Contemporary works dominated sales, as the online platform attracts new buyers on the lookout to build up their collections with interesting and edgier art. Mary Sibande’s Reproduction, an early sculptural work, was snapped up as one of the top ten lots by value, appropriately for the rare opportunity to own an accessible work by this prominent contemporary artist. Sibande was recently presented with the African Art Award at the Smithsonian’s National Museum of African Art in Washington.  The museum’s second annual African Art Awards is being framed with the theme of “Honor, Inspire and Include”. Sibande is one of three recipients, alongside Egyptian artist Ghada Amer and patron of the arts Alice Walton.

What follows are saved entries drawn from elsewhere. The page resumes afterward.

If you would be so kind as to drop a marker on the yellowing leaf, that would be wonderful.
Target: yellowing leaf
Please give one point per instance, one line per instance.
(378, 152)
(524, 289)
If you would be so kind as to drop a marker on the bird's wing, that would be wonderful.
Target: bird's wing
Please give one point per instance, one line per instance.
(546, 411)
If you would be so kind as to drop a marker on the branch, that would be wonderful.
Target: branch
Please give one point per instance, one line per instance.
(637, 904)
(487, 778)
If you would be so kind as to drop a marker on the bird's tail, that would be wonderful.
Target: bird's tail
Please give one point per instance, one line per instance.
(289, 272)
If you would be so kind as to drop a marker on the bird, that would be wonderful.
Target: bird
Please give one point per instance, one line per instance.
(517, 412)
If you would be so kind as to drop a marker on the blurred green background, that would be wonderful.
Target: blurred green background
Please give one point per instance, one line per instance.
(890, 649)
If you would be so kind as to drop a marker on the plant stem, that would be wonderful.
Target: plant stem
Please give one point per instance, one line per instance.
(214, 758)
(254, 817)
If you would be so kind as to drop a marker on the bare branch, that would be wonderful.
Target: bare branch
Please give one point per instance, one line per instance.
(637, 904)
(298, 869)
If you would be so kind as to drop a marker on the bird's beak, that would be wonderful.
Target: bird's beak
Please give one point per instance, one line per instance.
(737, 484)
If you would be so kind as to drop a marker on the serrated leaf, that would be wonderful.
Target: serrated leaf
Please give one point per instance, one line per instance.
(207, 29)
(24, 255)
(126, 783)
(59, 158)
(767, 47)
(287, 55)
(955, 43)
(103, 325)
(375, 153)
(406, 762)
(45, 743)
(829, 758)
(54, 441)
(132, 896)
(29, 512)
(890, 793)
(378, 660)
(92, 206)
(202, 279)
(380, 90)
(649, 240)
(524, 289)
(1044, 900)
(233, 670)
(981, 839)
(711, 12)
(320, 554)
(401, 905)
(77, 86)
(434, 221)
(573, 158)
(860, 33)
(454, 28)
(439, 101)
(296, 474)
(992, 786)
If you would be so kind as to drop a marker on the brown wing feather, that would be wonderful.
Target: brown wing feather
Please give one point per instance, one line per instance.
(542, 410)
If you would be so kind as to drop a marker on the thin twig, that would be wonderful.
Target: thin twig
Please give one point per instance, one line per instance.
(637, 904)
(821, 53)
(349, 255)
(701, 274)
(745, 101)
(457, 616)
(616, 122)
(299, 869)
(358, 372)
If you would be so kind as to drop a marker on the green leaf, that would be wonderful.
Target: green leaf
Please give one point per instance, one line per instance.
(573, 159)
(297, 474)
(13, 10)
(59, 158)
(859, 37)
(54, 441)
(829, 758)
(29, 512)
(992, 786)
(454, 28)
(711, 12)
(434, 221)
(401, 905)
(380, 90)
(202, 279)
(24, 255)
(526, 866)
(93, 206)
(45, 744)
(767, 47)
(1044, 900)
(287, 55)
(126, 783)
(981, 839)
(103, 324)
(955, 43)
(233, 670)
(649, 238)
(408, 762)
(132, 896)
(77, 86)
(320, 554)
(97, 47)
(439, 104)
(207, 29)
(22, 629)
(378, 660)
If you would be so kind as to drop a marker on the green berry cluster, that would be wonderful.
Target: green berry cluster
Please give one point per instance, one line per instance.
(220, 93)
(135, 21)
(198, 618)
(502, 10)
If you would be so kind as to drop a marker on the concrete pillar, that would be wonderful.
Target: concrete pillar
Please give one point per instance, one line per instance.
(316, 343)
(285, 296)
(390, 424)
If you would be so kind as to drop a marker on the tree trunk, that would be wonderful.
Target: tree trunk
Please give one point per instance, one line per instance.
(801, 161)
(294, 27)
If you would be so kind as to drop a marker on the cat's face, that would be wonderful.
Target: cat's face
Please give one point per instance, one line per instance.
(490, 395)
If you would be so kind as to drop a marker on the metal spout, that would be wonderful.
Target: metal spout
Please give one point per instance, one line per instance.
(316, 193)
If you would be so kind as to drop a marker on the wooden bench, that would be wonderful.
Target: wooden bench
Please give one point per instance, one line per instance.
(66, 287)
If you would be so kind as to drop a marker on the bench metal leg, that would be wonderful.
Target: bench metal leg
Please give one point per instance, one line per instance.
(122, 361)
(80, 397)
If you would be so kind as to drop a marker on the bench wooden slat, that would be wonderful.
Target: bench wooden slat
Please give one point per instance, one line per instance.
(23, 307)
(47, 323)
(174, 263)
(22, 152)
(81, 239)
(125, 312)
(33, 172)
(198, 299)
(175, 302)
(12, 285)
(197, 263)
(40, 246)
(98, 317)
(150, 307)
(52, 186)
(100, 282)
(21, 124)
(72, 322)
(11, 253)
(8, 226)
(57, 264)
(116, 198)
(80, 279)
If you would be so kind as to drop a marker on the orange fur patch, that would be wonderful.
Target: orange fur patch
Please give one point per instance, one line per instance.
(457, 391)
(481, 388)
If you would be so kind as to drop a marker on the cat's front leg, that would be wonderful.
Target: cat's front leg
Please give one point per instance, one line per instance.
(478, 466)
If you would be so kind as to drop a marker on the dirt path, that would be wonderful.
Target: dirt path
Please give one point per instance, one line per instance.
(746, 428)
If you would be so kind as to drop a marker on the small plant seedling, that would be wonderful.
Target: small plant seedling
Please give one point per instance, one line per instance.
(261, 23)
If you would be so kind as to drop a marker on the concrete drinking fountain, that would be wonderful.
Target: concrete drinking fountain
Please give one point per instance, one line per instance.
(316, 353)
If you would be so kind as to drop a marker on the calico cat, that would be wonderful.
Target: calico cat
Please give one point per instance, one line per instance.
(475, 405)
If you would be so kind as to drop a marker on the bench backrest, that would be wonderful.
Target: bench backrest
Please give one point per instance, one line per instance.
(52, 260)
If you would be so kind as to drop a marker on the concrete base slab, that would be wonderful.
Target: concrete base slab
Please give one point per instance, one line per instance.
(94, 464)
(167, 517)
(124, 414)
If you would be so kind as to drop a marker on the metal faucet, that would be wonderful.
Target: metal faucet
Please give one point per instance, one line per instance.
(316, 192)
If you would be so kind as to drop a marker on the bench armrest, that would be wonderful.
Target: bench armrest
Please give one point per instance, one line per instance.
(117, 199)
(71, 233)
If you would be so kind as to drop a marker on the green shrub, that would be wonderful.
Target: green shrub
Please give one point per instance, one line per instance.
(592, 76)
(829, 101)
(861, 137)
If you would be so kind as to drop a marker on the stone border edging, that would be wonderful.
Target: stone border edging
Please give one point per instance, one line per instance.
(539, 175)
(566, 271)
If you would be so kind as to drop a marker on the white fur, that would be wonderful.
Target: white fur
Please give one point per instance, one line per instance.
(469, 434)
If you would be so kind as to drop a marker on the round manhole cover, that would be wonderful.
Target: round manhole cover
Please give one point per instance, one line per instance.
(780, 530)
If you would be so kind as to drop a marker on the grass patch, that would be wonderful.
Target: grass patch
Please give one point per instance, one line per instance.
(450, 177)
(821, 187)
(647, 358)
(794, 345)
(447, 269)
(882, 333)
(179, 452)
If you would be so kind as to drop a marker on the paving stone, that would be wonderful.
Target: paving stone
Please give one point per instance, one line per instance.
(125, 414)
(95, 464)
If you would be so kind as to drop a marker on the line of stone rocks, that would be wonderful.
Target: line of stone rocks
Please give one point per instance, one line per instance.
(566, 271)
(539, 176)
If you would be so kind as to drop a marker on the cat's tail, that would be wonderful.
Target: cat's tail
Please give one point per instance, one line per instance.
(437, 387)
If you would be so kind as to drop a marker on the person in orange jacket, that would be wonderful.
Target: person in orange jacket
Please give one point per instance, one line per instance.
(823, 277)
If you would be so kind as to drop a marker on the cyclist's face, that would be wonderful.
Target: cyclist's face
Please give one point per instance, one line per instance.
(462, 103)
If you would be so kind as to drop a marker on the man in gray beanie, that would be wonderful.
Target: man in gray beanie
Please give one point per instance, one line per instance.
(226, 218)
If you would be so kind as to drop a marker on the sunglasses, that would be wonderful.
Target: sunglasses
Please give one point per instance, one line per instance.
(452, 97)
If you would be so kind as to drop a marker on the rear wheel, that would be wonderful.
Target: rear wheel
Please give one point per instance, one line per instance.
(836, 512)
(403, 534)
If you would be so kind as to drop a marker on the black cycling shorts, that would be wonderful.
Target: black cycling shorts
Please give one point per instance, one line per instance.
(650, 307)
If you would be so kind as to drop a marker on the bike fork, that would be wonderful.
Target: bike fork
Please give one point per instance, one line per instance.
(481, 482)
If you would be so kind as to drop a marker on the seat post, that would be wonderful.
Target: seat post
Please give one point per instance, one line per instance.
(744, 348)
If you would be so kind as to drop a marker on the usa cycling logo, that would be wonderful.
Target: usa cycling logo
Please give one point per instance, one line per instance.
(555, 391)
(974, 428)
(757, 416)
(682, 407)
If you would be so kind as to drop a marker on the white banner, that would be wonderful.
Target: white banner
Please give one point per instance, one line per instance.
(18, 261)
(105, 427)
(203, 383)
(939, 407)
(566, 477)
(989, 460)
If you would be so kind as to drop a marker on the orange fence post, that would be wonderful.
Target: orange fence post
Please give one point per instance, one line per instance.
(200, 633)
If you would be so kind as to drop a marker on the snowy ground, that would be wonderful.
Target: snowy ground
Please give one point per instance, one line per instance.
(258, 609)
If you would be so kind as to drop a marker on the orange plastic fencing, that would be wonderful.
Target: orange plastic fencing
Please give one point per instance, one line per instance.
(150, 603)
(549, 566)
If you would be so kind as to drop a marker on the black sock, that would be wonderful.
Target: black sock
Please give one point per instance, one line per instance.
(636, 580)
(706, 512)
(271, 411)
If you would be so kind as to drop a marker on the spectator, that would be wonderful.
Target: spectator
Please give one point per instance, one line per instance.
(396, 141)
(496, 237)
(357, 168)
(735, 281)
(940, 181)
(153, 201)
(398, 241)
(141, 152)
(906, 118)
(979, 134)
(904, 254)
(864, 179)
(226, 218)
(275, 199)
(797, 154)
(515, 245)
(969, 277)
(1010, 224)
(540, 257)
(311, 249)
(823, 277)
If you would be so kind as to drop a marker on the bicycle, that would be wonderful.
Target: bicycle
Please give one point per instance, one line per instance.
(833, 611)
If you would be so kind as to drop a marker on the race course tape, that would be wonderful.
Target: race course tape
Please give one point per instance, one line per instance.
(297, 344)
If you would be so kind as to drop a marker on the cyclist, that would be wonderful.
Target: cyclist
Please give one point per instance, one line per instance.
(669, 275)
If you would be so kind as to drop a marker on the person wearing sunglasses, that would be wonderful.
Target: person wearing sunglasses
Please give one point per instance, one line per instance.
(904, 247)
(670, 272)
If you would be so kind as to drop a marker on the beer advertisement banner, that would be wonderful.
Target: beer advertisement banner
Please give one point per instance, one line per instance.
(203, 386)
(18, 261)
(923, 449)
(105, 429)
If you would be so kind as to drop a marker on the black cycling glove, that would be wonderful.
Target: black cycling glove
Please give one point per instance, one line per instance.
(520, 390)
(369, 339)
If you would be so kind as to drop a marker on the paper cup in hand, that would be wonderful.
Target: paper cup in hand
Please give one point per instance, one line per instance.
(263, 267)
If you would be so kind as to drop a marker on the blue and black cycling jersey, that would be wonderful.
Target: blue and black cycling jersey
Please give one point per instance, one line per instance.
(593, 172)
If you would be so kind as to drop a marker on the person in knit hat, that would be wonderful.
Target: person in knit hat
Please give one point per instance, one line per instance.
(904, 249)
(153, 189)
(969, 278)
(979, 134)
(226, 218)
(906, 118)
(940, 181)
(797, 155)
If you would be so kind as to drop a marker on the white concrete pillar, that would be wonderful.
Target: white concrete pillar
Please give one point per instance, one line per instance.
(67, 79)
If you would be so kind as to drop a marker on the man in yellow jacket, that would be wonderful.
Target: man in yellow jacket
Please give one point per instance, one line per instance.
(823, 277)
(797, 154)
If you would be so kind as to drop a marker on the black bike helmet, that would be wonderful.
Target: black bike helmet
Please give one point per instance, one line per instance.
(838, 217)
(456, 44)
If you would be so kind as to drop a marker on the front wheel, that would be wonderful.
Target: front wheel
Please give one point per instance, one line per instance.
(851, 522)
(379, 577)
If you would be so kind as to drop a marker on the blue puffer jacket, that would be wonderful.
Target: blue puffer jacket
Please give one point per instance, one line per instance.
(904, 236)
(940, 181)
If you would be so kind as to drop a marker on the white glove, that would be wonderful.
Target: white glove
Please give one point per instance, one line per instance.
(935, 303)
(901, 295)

Elsewhere on the sale, eminently collectable contemporary work attracted buyers’ attention. Among them were revered urban artist Sam Nhlengethwa, whose typically bold portraits of jazz musicians Miriam Makeba and Abdullah Ibrahim sold immediately, as did perennial favourite Collen Maswanganyi’s delightfully humourous sculptures. Other successful contemporary work included an eerily compelling portrait by Chinese surrealist painter Zhang Xiaogang, which sold as one of the top ten lots by value, where it was joined by a typically incendiary conceptual work by Kendell Geers, june seventy six. Another important addition to the local contemporary roll call was Sowetan documentary and fine art photographer Andrew Tshabangu, whose work Rear View Mirror sold well above its high estimate of R12 000, going for R16 000.

Away from the brisk sales of the range of contemporary work on offer, the well-known self-taught impressionistic painter Adriaan Boshoff – whose work is something of a favourite at auction – again sold well. Two works of Boshoff’s were among the top lots sold, with Lovers beneath a tree and Woman in a doorway both fetching a respectable hammer price of R25 000. Landscapes overall performed particularly well, with two Errol Boyley examples selling for R20 000 each on the hammer.

The sale demonstrated the huge variety of work on offer, somewhat typical of the profile of lots on online auction.  A curiousity by revered modern artist Maggie Laubser – Dutch landscape with boats  -preparatory sketch – fetched more than three times its high estimate.

These works in more traditional artistic media sold alongside a wide range of other media and craft objects, such as beaded Ndebele aprons. A number of art books sold exceptionally well, in particular a copy of the rare critical catalogue ‘The Neglected Tradition: Towards a new history of South African art’, which sold for R2 000.

These results confirm Aspire’s ongoing contribution to the development of the online market, now fast becoming a fixture in local art auction calendars in line with growth and development elsewhere in the world.